For socialists, it was a heady moment. “By 1908,” Drake writes, “socialism was threatening worldwide Christianity as the dominant expression of justice and morality.” More than a century on, one cannot help but wonder: How and why did this surging radical Gospel fade into relative obscurity? And how did conservative Christianity, which was back on its heels in the Gilded Age United States, come roaring back into the center of national life?

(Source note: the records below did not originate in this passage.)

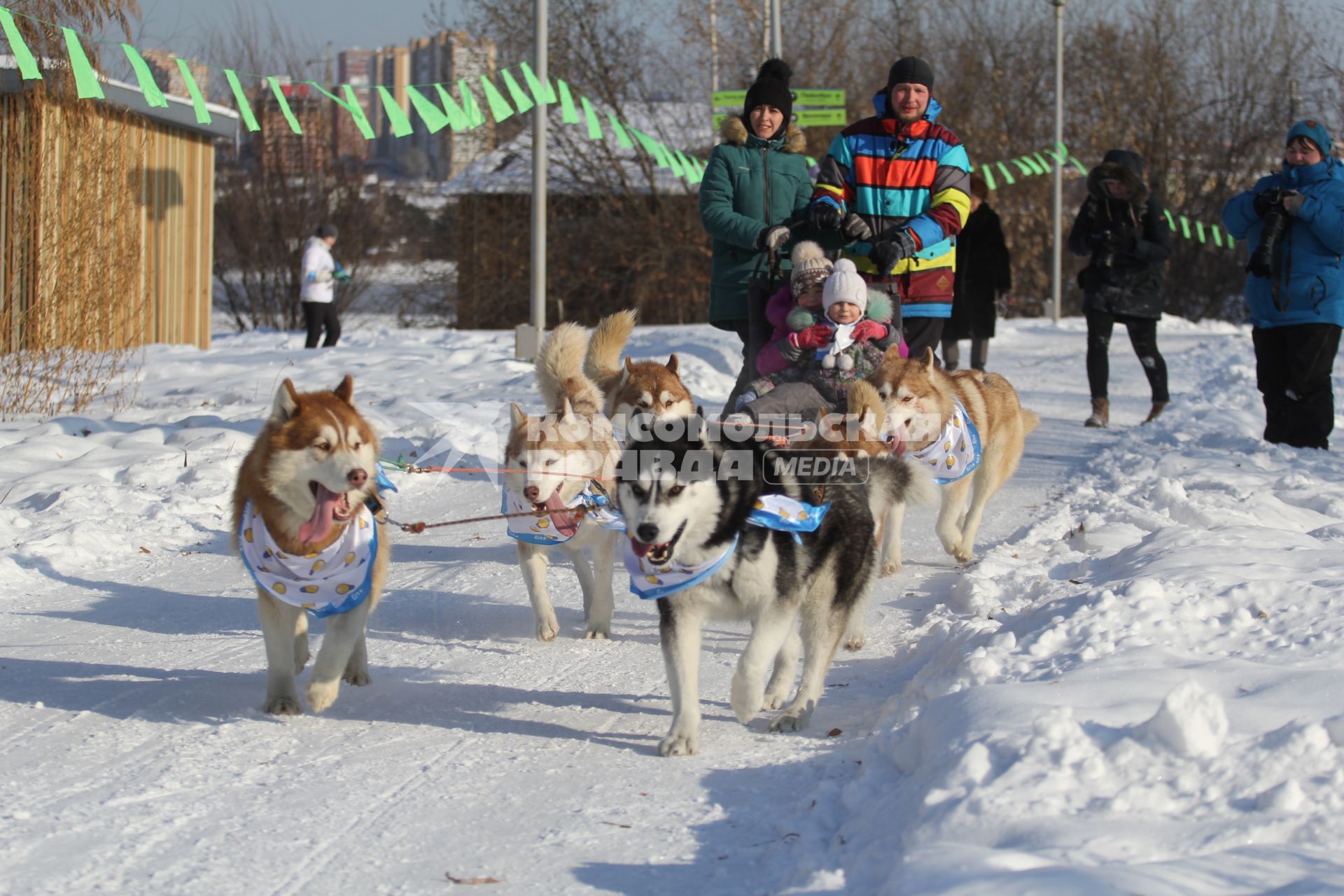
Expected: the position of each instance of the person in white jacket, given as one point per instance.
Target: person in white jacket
(318, 293)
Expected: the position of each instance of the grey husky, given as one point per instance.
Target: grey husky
(686, 500)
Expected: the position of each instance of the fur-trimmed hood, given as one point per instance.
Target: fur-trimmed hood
(1128, 168)
(734, 131)
(879, 309)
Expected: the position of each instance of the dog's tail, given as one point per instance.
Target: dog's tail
(864, 403)
(604, 356)
(559, 371)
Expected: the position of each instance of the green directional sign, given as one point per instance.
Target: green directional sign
(819, 97)
(729, 99)
(804, 97)
(819, 117)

Drake places the blame squarely on Protestant institutions—and on one in particular. When thirty-three denominations came together in 1908 to found the Federal Council of Churches (FCC), they declared their joint ambition “to manifest the essential oneness of the Christian Churches of America in Jesus Christ as their Divine Lord and Saviour, and to promote the spirit of fellowship, service and cooperation among them.” At that gathering, the FCC adopted the “Social Creed of the Churches,” which drafted official positions on a variety of industrial questions. The FCC declared itself in favor of “the abolition of child-labor,” the “suppression of the ‘Sweating System,’” and the establishment of “a living wage as a minimum in every industry.”
Historians have often interpreted the FCC as a vehicle for a moderate Social Gospel—not especially radical, but nevertheless in favor of a deeper engagement in the fight for a just society. Drake sees something much more sinister at work: a reactionary plot, born of the clergy’s simmering anxiety, to pull the United States back from the socialist brink. In establishing the FCC, Drake argues, “white Protestant ministers effectively formed a trust (a non-compete agreement) on Christian ideals in order to keep the labor movement from drawing on the Christian tradition with its political demands.” These ministers forged close relationships with the leaders of the AFL, and yet this “conservative alliance,” as Drake sees it, was never about advancing the cause of social justice. Rather, this partnership was “formed by a shared desire to preserve an older social order, a regime where aspirant-class white Protestant men in the North acted as foremen and supervisors over women, brown-skinned and racially ‘in-between’ people.”